Homesick (Poem)
2006
His skin is the color of the dirt in the mountains where I grew up.
He wears a guayabera and a Panama hat in the steaming heat.
He dances to the old ballads on the radio in my abuela's house.
He dances salsa with a firm hand on my waist, footsteps graceful.
His Spanish is smooth like the cigars he smokes, the rum he drinks.
He watches every woman walk down the street, following her curves.
He plays dominoes with nimble fingers, boastful chatter and other men.
He whispers in my ear like I am the only woman on the island.
He trails fingers across my back like a warm current in the seas.
He asks me to get him a beer in a way that I cannot refuse.
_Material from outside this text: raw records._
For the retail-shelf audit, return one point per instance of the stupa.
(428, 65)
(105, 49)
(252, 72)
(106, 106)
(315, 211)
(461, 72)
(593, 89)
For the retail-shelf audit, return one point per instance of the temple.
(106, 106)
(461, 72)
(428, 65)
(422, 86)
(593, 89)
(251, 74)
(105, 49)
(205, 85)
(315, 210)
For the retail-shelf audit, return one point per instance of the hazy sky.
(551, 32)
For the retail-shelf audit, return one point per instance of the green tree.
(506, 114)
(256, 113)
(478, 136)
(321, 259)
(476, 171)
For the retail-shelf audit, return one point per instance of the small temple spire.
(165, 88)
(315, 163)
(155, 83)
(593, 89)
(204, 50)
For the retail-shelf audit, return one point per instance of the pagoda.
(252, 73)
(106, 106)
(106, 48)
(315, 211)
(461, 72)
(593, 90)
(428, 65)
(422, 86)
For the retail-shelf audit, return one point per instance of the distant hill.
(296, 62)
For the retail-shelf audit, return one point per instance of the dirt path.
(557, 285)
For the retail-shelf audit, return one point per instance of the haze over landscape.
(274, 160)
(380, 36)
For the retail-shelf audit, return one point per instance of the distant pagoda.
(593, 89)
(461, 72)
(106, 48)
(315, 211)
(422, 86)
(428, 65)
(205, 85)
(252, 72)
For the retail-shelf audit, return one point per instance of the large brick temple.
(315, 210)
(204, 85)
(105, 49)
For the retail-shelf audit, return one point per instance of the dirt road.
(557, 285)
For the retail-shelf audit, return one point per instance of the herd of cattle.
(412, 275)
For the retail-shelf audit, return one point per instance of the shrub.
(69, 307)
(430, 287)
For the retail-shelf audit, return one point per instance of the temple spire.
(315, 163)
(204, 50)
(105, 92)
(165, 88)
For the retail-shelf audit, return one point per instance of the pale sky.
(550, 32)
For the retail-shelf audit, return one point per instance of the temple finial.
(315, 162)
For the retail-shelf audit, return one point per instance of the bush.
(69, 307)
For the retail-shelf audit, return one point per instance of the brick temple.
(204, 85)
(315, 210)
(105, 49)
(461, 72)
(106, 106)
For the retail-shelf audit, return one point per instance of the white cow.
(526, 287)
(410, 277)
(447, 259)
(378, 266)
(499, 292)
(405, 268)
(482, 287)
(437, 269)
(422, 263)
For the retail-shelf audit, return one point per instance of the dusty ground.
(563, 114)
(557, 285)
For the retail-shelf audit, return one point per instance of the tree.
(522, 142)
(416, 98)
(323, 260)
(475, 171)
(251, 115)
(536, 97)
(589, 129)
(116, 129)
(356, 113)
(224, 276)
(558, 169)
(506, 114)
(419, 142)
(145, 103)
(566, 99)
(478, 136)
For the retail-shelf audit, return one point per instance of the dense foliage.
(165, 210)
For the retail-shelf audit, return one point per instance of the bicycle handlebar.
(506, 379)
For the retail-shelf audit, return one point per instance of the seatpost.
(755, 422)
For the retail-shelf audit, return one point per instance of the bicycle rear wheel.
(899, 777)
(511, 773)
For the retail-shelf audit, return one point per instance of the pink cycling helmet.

He drinks Medalla while turning the spit with the roasting pork.
His eyes are dark, coffee without milk, brown like morcillas.
He speaks lies like they are the truth, convincing me easily.
He is the patron of cane fields, coffee crops, tobacco plants.
His grandmother was from Africa, his grandfather from Spain.
He promises he would be slow and good and like no other man.
His body is warm against me, like sun-baked rocks on the beach.
He knows her, this island, as I do, as motherland, home, seduction.
Between his arms, I feel her touch and am unable to let go.
She calls to me from his lips, beckons me into her tropic spell.
He goes home to his wife, his sons, his dinner of rice and beans.
He smells of all these things, a cologne of memory, a temptation
of the past, an island I miss, the scent of homesickness.